Kenya has reviewed its National Information Communication and Technology (ICT) Policy. According to the new update, foreign-owned ICT companies and startups must have at least 30% Kenyan ownership to continue operating in the country.
Already existing foreign tech companies which fail to meet the requirement after a three-year threshold will have their licenses revoked or must then apply for a one-year extension backed by credible reasons. Companies yet to begin operations must satisfy the stated 30% local ownership requirement to be licensed to execute business in Kenya.
The new national ICT policy aims to create an avenue for Kenyan individuals and corporations to actively get involved in the country’s ICT sector.
The government strongly encourages Kenyans to participate in the ICT and science and technology sector through equity participation. It is the policy that only companies with at least 30 percent substantive Kenyan ownership, either corporate or individual, will be licensed to provide ICT services. For purposes of this rule, companies without majority Kenyan ownership will not be considered Kenyan, and may thus not be calculated as part of the 30 percent Kenyan ownership calculus.Regulatory policy published by the ICT Ministry
Majority of the tech startups in Kenya are owned or co-owned by foreigners. In 2019, Forbes conducted a survey of 1,079 co-founders across 788 startups in Kenya, Ghana and Nigeria. It reported that Kenya had the highest concentration of foreign expatriates (37%) in its tech space, compared to Ghana’s 10% and Nigeria’s 5%.
The revised ICT policy tries to level the playing field in Kenya’s ICT sector by providing equity distribution which extends to local owners and co-owners of Kenyan nationality and also ease the entry barrier.
Foreign-owned companies largely receive more funding than their indigenous counterparts. This is due to the foreign cultural bias and local founder apathy on the part of investors who favour foreign owners over local ones. In 2019, Kenya-based startups raised a venture capital of $428.9 million in total.

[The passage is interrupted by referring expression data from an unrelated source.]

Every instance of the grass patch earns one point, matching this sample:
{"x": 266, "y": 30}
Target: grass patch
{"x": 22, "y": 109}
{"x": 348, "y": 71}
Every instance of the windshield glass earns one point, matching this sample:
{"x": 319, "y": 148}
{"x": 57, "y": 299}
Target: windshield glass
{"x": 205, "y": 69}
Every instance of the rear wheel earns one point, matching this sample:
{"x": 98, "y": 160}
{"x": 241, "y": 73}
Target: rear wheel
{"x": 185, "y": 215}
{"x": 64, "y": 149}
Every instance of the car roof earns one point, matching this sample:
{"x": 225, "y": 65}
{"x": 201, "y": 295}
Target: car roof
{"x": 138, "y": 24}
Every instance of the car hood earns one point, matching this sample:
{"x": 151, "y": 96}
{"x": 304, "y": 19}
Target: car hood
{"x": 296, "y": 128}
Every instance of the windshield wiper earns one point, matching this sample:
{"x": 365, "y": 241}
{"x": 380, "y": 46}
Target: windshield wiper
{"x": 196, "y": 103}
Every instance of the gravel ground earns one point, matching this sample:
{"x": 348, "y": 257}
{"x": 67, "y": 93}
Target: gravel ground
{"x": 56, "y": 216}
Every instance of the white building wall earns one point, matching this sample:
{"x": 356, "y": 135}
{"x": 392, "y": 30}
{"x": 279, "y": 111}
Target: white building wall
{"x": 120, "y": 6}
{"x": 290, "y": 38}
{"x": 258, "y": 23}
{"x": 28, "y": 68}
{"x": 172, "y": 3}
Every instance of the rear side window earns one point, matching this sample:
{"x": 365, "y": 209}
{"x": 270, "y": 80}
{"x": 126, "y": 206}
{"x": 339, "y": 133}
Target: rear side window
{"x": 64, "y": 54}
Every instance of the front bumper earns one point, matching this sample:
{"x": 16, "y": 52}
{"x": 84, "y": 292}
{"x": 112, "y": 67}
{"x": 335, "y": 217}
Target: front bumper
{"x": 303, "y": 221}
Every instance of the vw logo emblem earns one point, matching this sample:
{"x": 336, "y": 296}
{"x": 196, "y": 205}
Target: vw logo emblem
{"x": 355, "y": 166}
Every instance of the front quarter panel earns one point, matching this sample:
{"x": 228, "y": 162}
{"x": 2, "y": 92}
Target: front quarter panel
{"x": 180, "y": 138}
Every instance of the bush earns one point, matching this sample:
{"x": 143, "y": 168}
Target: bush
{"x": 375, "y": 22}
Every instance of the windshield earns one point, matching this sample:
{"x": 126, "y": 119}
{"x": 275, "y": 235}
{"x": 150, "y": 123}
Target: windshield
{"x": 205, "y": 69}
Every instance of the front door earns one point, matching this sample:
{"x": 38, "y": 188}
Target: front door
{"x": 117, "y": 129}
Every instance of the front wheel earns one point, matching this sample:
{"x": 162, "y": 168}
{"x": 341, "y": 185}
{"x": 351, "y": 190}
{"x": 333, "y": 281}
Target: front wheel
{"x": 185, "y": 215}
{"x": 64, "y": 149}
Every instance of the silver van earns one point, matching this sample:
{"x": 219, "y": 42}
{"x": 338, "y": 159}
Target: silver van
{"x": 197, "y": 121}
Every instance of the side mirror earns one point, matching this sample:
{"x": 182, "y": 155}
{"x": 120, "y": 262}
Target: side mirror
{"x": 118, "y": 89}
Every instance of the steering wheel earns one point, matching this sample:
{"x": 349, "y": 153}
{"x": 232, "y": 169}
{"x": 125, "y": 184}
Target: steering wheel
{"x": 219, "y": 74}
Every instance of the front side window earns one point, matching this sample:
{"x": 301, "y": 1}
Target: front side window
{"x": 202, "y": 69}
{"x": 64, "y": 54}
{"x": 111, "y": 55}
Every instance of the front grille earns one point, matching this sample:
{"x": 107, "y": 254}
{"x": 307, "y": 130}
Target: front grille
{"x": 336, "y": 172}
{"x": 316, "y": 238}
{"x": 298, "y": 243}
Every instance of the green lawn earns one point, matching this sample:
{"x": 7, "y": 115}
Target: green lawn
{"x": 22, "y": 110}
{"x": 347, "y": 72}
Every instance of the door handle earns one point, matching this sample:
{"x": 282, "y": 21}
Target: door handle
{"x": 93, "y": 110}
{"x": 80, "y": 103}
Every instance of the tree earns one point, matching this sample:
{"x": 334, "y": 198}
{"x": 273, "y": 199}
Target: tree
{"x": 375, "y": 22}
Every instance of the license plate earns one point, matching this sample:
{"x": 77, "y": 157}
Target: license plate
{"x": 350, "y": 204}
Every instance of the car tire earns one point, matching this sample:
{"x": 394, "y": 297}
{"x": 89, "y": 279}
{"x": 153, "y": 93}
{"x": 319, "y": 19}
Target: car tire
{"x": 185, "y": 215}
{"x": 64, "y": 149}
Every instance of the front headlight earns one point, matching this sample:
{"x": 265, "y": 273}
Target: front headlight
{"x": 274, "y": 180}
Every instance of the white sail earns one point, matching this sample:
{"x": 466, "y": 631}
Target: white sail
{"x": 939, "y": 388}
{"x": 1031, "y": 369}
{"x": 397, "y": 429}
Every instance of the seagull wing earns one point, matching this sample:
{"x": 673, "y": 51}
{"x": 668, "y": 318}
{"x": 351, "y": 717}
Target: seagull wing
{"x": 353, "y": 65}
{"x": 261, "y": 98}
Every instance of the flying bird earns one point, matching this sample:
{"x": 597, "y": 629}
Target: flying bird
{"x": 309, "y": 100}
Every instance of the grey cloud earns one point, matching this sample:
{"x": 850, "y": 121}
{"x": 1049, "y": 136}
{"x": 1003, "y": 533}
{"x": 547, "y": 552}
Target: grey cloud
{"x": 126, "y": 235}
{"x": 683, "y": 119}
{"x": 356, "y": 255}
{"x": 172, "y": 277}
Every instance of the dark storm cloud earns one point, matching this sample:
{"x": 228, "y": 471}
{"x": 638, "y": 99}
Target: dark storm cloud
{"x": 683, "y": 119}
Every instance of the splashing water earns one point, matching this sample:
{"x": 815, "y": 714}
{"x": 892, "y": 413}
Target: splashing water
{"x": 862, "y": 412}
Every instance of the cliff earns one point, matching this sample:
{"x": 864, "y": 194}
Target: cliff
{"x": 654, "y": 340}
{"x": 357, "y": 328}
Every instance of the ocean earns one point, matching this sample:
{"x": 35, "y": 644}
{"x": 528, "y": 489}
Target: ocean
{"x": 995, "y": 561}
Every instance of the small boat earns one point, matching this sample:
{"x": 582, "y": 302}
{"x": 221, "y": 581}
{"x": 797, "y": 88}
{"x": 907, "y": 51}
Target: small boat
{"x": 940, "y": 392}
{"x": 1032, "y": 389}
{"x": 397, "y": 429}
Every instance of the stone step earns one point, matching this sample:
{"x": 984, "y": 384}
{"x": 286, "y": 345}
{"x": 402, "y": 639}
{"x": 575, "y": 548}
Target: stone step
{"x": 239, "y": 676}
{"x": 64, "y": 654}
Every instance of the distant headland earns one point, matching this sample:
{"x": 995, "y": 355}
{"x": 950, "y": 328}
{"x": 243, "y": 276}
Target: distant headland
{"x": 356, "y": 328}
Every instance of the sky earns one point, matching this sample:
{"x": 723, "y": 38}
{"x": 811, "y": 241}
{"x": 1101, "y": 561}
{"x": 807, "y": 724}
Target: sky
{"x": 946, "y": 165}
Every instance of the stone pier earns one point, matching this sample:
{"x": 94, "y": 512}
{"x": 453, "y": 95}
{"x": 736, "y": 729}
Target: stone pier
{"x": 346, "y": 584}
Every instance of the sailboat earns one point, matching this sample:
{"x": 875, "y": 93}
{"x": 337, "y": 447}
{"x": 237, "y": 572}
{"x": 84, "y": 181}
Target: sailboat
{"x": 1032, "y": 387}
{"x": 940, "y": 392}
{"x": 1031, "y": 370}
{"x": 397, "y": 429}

Foreign-owned startups received 87.8% of that amount to the tune of $376.7 million.
In the same year, more than 40% of foreign-owned startups were funded, less than 10% down from the previous year.
In summary, the reviewed ICT law by the Kenya Ministry of Information, Communication and Technology will hope to reduce the heavy dependence of the nation’s tech businesses on foreign owners, rather than discourage expatriate investment in its ICT sector.